Jana Rush
Photo: Courtesy of Planet Mu via Bandcamp

Jana Rush’s ‘Painful Enlightenment’ Exists on Footwork’s Outer Edges

Jana Rush’s new album addresses mental health issues and exists gingerly on footwork’s outer edges, suggesting the genre without quite hardening into it.

Painful Enlightenment
Jana Rush
Planet Mu
13 August 2021

What Painful Enlightenment, the second LP from long-time house DJ and footwork experimentalist Jana Rush has in common with her debut, 2017’s Pariah, is the tendency to seemingly craft tracks where tempos circle each other, occasionally colliding. She is deft at dropping a slower melody – a jazzy piano tinkle, for example – in a caldron with twitchy BPMs, making the listener unsettled, wobbly.
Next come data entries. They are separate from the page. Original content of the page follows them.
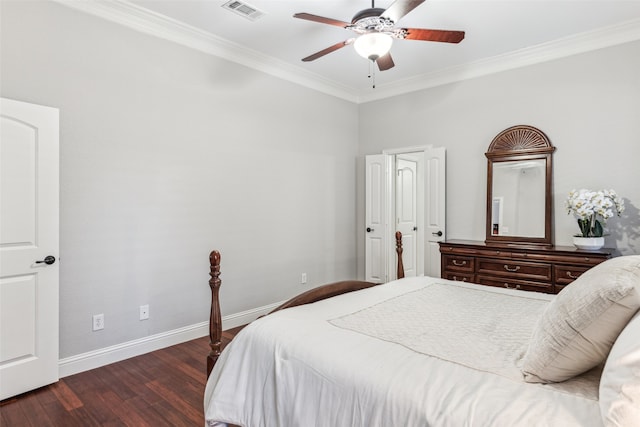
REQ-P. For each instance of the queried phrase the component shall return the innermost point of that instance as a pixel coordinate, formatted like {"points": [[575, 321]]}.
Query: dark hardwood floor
{"points": [[161, 388]]}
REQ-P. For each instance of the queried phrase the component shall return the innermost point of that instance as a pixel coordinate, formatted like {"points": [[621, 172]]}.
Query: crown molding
{"points": [[585, 42], [155, 24], [146, 21]]}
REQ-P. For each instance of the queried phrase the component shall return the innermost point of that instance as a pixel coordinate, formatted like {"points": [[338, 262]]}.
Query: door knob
{"points": [[47, 260]]}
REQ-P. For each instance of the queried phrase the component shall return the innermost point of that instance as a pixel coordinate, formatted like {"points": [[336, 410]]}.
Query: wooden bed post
{"points": [[400, 272], [215, 319]]}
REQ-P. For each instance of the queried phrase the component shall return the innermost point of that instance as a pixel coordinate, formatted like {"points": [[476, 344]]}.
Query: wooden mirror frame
{"points": [[516, 143]]}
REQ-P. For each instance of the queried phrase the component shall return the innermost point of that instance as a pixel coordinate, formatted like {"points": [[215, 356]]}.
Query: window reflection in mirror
{"points": [[518, 198]]}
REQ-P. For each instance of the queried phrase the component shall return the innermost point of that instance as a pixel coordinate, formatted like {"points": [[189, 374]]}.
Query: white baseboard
{"points": [[115, 353]]}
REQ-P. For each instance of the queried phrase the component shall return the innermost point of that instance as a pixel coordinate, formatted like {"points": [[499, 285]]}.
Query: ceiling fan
{"points": [[376, 31]]}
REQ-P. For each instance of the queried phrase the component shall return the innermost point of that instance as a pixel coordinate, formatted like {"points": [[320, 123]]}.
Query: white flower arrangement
{"points": [[588, 207]]}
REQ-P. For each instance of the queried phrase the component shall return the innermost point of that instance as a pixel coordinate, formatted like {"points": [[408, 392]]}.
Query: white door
{"points": [[435, 208], [28, 235], [406, 209], [375, 218]]}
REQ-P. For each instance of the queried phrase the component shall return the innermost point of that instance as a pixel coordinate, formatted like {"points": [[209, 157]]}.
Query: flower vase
{"points": [[588, 243]]}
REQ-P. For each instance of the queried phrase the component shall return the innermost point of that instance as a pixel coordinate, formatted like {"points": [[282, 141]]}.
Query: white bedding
{"points": [[296, 368]]}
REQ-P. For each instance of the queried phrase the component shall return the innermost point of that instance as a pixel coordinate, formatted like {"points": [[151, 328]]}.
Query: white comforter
{"points": [[326, 364]]}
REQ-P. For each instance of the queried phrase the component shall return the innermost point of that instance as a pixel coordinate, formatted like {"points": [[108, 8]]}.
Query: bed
{"points": [[427, 351]]}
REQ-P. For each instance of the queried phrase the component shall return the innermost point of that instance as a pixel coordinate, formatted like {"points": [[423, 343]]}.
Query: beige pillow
{"points": [[578, 327], [620, 381]]}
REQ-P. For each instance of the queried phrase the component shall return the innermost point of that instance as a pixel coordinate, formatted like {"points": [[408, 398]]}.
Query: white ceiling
{"points": [[496, 31]]}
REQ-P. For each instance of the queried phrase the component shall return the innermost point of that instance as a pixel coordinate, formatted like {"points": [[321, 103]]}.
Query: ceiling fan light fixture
{"points": [[373, 45]]}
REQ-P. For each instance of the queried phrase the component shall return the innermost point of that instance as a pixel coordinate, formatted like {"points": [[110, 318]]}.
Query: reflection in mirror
{"points": [[518, 198], [519, 188]]}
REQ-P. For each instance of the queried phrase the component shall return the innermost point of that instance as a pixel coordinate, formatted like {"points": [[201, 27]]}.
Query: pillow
{"points": [[620, 381], [578, 327]]}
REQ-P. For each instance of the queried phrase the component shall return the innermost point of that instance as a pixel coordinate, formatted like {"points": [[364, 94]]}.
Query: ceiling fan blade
{"points": [[400, 8], [385, 62], [321, 19], [434, 35], [330, 49]]}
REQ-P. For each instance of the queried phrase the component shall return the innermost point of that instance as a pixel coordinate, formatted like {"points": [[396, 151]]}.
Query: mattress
{"points": [[413, 352]]}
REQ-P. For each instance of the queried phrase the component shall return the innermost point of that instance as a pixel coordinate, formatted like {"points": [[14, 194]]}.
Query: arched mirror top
{"points": [[519, 188], [519, 140]]}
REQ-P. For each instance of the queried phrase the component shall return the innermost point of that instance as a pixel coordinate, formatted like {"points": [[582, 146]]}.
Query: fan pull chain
{"points": [[372, 73]]}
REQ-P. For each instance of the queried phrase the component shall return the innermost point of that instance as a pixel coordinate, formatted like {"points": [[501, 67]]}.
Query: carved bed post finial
{"points": [[215, 319], [400, 272]]}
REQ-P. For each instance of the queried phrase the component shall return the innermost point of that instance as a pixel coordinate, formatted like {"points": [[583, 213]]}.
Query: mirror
{"points": [[519, 181]]}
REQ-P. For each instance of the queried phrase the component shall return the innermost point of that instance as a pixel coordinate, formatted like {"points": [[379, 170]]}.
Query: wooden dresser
{"points": [[532, 269]]}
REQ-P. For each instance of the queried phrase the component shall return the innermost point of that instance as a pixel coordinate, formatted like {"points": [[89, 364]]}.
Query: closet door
{"points": [[375, 218], [28, 247]]}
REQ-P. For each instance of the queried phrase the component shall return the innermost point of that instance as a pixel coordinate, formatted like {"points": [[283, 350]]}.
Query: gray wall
{"points": [[588, 105], [167, 153]]}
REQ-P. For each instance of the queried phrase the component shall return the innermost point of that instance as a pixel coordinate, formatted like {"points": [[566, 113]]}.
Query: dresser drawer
{"points": [[458, 277], [546, 287], [458, 263], [514, 269], [565, 274]]}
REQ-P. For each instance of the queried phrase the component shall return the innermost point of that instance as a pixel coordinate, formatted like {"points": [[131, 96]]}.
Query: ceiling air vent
{"points": [[243, 9]]}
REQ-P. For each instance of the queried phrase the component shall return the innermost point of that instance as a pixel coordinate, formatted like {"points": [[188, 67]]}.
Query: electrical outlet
{"points": [[98, 322], [144, 312]]}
The results are disorienting and slippery, at once calming and migraine-inducing.

Rush started DJ-ing age ten, released a split EP with DJ Deeon in 1996 at age 18, and began navigating what was until recently an overwhelmingly male scene. Her early work is now classic Chicago techno: goofy, repeated synth belches over 4/4 thump, insistent on body movement. But the 21-year gap between it and Pariah happened out of apparent financial necessity and found Rush working as everything from firefighter to chemical engineer. That release also demonstrated how much dance music in Chicago had mutated. Footwork’s more erratic and malleable forms allowed her to experiment. Yet, referring to Rush as a footwork producer or Painful Enlightenment as a straight-up footwork album is not quite fair.

There’s something more personal about her work in general and this release in particular. That’s likely to do with how she used Painful Enlightenment to address her issues with depression. Nowhere on the album is this more evident than on the nine-minute “Suicidal Ideation”. A repeated yelp occurs over the sounds of metal being crunched or sewer creatures coming to life. The beat is a stuttered jitter seemingly designed to induce discomfort. It takes a while to settle in, but when it does, with help from a piano line and a deep, bassoon-like see-sawing of notes, it becomes its own sound world, expecting nothing less than immersion from listeners. There is a minute or two of calm, but then it comes roaring back. It manages to be inviting and tormenting in equal measure, and while it’s unlikely to be cued up by footwork masters on the railroad tracks of Chicago’s Southside any time soon, it points to avenues the genre might take.

Rush has one ear rooted in jazz too. “Moanin'” features a furious snatch of gruff baritone sax- sounding like Hamiet Bluiett in a tussle with Getachew Mekurya over a flurry of rhythms. The title track is Rush’s version of tavern-jazz cool, as slinky guitar chords waft over, under, and deep inside of bass bombs, clicks, and smacks. Elsewhere, “Drivin’ Me Insane”, which features disturbingly stretched, processed vocals from Nancy Fortune, sounds like a distress siren that won’t stop.

No matter how upsetting a listen this can sometimes be, it also feels playful at every turn. The track “3” begins nearly fun, with manic computer drum hits and steady pulse, before it too dives into deeper territory mid-track. Rush has stated in interviews that she has felt like an outsider to Chicago’s footwork scene and that she wants mood to be a guiding influence. She may have created this album at least in part to address mental health issues, but she’s also managed to step gingerly on footwork’s outer edges, suggesting the genre without quite hardening into it.